If this is, however, a huge problem, there are organic wet dog foods that are entirely made out of ground chicken or turkey. I feed these to my skinks as they are easy to mix in with greens, and you would not need to cook the meat yourself. I do agree with the previous poster that you wouldn't be allowing the hedgehog to choose, and that's a bit cruel. I know people who try to feed their cats or dogs entirely vegan diets simply because they're vegans, and that's inherently wrong. Their bodies are not meant to process things like ours are, so you should try to make their diet as natural for them as possible.

Best bet: suck it up and feed your animal the way it should be fed, or don't get a hedgehog. I don't mean to be harsh, but there is the inverse that by not wanting to be cruel to animals by consuming factory farmed meat that you could be harming your own animals. You should be able to at least find organic locally farmed produce, though it will be much more expensive.

Maybe someone will know for sure if it's ok, and you may not need to feed anything else anyway... But why not make your animal as healthy and happy as possible?


----------



## pickles17 (Feb 18, 2012)

*NO! Do not try it!!!* I gave in to Pepper begging for a veggie dog (made of soy) once...
this is what resulted....

*PEPPER NORMAL:*










*Pepper after eating veggie dog, stayed like this for over 24 hours*










Anyway, I took her to the vet. She had an allergic reaction. It may or may not have been the soy but I wouldn't risk feeding soy products or fake meat products again.


----------



## eskye (Oct 5, 2012)

pickles17 said:


> *NO! Do not try it!!!* I gave in to Pepper begging for a veggie dog (made of soy) once...
> this is what resulted....
> Anyway, I took her to the vet. She had an allergic reaction.

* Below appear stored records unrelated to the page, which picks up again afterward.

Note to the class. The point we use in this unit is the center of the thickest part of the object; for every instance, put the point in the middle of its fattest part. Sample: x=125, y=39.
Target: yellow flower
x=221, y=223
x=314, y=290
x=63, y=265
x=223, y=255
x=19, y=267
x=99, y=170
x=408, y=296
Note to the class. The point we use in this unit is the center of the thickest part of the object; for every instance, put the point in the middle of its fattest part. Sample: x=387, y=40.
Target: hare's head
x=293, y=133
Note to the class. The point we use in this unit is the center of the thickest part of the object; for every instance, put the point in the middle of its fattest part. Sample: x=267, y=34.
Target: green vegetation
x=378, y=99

It may or may not have been the soy but I wouldn't risk feeding soy products or fake meat products again.


Nice post, I'm glad I advised against it. I hope she wasn't swollen for too long. Looks like what happens to me when I eat pineapple. Definitely a good idea not to risk things like this!


----------



## Draenog (Feb 27, 2012)

Poor Pepper!


----------



## pickles17 (Feb 18, 2012)

Nope! And I wouldn't have ever dreamed about feeding her those types of things willingly, I only gave her a bite because she was acting like a rabid maniac begging for it, lol. You should have seen my face when I seen her like that! Holy cow did I freak. Thankfully she was okay.


----------



## kaye (Sep 4, 2012)

i am still new but i don't think this is a good idea for our hedgie. Soy product / filler is one of the ingredient that we would like to avoid from the dry food provided to our pet. if this the way we choose our cat food, why would we feed them soy product?


----------



## msredhead (Sep 28, 2012)

Oh my gosh, poor pepper!

Auri goes nuts trying to get candy from me if I'm eating it and she's near me. Practically jumped into my face trying to get a piece of candy corn. Silly hedgies always want what's not good for them lol!


----------